A fumaça se levantou, trazendo o cheiro adocicado de matéria biológica queimada. Não gostava da fumaça desses detritos. Preferia a dos resíduos da nave, o cheiro acre e forte, não este fedor enjoativa.
Lambeu os dedos e olhou para ela que também acabara de comer:
“Como soube que não era ele?”
“Usava macacão prateado” respondeu secamente.
“Seria razão suficiente?” pensou, sem coragem de responder. Ela era mais esperta.
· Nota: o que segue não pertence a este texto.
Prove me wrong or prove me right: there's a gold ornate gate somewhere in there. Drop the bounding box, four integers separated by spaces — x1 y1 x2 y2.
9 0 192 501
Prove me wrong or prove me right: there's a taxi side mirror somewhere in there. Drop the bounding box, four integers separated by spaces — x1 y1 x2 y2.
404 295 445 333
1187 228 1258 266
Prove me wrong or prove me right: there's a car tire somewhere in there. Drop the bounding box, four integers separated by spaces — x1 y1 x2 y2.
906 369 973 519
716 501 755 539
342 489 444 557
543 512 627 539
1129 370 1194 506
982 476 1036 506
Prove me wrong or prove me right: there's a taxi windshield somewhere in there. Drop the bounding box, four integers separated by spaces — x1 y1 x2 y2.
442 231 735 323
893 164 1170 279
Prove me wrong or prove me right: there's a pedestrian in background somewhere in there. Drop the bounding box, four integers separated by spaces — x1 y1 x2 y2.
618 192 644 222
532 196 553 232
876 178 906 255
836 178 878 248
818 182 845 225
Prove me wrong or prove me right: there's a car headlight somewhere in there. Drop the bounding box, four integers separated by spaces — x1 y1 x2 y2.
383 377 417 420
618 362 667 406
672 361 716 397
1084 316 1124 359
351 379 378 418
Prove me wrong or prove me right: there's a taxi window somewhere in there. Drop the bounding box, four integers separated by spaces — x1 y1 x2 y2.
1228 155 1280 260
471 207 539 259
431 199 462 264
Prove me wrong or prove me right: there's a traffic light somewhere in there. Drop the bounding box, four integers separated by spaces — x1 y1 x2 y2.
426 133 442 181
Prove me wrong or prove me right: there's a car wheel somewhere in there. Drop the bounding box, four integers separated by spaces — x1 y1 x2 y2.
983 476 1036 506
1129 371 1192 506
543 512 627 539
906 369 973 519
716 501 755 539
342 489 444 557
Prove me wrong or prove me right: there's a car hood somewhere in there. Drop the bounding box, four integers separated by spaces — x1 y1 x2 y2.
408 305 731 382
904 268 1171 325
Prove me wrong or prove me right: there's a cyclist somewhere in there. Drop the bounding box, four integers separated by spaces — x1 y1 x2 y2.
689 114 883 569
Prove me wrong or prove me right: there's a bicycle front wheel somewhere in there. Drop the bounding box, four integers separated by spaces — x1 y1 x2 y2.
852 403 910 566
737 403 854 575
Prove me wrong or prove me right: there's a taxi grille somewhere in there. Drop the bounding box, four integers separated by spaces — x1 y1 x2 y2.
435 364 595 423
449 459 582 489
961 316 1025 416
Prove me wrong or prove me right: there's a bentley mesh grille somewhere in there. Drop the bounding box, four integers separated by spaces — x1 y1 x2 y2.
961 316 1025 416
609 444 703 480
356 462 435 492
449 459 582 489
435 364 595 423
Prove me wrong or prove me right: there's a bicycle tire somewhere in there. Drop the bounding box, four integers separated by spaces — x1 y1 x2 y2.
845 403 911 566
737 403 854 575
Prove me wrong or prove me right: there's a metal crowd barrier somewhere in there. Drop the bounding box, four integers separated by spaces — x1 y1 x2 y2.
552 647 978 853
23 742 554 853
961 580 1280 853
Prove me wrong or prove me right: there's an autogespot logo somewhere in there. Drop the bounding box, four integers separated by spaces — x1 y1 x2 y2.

Saberia reconhecer os sinais quando Ele chegasse... começou a ficar sonolento... já esperava há tanto tempo que nem conseguia mais distinguir as épocas. Milhares de vezes a Grande Estrela cruzara o céu e se escondera no horizonte. O vento fizera e desfizera dunas... a erosão comera as rochas... sentiu as pálpebras pesadas... o ventre estava retesado como um tambor.
Há muito tempo não comia tanto.
Ia dormir umas duas luas pequenas. (Uma vez comera cinco não-Eles e dormira uma lua média).
Mas isso era raro.
Geralmente eram dois ou três, no máximo. Ele viria sozinho. Ou não?... E se Ele chegasse enquanto dormiam?...e se ela não pudesse reconhecer seus sinais?... não!... tinha tanta certeza... ela saberia.
Podia sentir seus pensamentos
“Idiota! Se não fosse por mim não teríamos alimento... sempre com medo de se enganar!... e nem seria possível saber com certeza quando Ele chegasse...”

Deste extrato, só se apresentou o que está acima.